Student newspapers across the country are not just recording the histories of their schools; they are shaping them and challenging them, striving to make them better. What student journalists do is a public service to students, the university and the general public. And universities, ours included, need to start acting like it. At USC, we are fortunate to have one of the most prominent journalism schools in the world at our disposal — the Annenberg School for Communication and Journalism. In this past year, the journalism school received a 19 percent spike in applications, with students eager to report on the societal microcosm that is the University.
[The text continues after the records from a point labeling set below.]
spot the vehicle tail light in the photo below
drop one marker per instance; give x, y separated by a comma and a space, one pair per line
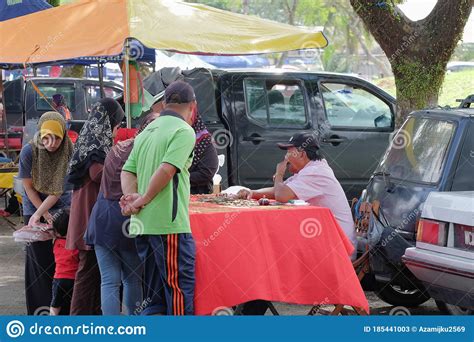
462, 237
432, 232
73, 135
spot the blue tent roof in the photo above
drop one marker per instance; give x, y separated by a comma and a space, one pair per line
16, 8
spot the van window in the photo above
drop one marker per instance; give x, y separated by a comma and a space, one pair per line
418, 151
351, 106
50, 89
93, 94
275, 103
463, 180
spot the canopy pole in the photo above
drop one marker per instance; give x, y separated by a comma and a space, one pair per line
127, 83
4, 116
100, 68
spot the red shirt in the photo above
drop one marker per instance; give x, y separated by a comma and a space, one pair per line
67, 261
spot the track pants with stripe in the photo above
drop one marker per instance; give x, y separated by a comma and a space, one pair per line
169, 273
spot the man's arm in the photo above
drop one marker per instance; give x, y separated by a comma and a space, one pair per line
282, 192
264, 192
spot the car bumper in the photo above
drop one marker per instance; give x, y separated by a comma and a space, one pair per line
448, 278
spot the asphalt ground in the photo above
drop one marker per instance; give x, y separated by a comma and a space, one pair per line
12, 294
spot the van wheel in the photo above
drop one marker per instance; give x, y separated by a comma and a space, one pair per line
395, 295
451, 309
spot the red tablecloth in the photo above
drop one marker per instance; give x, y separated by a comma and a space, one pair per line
294, 255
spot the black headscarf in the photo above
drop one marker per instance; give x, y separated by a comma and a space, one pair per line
95, 139
203, 139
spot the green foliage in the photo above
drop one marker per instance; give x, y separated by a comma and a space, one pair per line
417, 81
456, 85
464, 52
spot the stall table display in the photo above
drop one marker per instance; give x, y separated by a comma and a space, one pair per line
283, 253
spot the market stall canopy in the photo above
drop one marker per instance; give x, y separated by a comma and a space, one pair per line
100, 28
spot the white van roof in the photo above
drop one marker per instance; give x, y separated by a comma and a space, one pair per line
456, 207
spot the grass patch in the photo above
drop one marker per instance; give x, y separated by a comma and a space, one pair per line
456, 85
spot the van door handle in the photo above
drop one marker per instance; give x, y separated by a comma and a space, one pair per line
256, 139
334, 140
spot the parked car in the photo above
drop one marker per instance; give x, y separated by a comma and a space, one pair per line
433, 151
443, 257
24, 105
250, 110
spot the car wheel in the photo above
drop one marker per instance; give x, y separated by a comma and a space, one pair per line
453, 309
394, 295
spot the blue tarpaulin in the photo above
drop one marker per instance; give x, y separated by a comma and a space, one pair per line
16, 8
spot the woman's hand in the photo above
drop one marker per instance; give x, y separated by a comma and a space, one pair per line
48, 217
245, 194
34, 220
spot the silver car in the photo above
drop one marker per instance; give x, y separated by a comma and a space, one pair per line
443, 258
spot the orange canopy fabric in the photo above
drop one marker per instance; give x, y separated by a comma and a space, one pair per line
100, 27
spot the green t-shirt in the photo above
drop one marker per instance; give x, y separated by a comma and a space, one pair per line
168, 139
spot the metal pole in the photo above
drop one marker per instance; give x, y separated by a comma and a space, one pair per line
100, 68
4, 115
127, 84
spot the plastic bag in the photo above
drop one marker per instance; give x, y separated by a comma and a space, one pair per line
42, 232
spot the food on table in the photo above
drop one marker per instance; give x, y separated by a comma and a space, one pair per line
223, 199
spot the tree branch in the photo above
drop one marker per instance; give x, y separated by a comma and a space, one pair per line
386, 25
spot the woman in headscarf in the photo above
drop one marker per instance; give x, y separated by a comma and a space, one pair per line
205, 161
108, 234
43, 168
85, 173
60, 105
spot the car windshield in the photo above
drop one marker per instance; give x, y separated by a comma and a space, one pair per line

And yet, it’s disappointing that the journalism curriculum at Annenberg fails to support student journalists at the Daily Trojan and, consequently, students interested in pursuing a career path in print journalism. Journalism students previously had the option to work either at the Annenberg Media Center or at the Daily Trojan newsroom to fulfill class credit, but about five years ago, the restructured curriculum eliminated that choice, leaving the Media Center — which produces predominantly broadcast and digital content — as students’ only option. As a result, our newsroom has become stretched thin in recent years. For putting out five issues a week, we are severely understaffed. Students who are on our staff and also study journalism are forced to crowd their schedules with work at the Media Center, their course loads, any outside campus work and their work for us in order to report for Daily Trojan. It’s a decision not many students would choose to make, and a concession student journalists shouldn’t have to make.

And that’s not to say the work done in the Media Center should not be applauded. The student journalism that comes out of Annenberg is comprehensive and has impacted real change at the University. Their newsroom deserves to be preserved just as much as ours, the Daily Campus’ and student newsrooms across the country. But students who are motivated to pursue student journalism and want to work for student media should not be punished or ostracized for not wanting to do so on the University’s — and, specifically, the Annenberg School’s — terms.

We’ve been told our student newsroom hasn’t changed much in the last 50 years. We occupy the corner office on the fourth floor of the Gwynn Wilson Student Union building, in a direct standoff with the Bovard Administration building that is located across Hahn Plaza. From 5 p.m. until the early hours of the morning, student journalists and editors toil away to create a product we are proud of. Sundays through Thursdays, we are hunched over newspaper proofs and typing away at our computers. We leave the newsroom after the sun has set and most students have long left campus. The building lights are off, Trousdale Parkway is quiet and the Daily Trojan editors scatter.

Then, unbeknownst to us, at the end of each semester, we finally look up after sending the last issue to the printer. We look around, and we realize that the Daily Trojan is not just a paper — it never was — it’s our family. It’s our community. It’s our newsroom.

If we stand idly by as our peer publication’s newsroom falls into jeopardy, then we may as well be giving up on our own. And anyone who’s ever met a student journalist knows we never give up.

We stand in solidarity with the Daily Campus. We stand in solidarity with student journalists across the country. And we will stay standing until we #SaveStudentNewsrooms.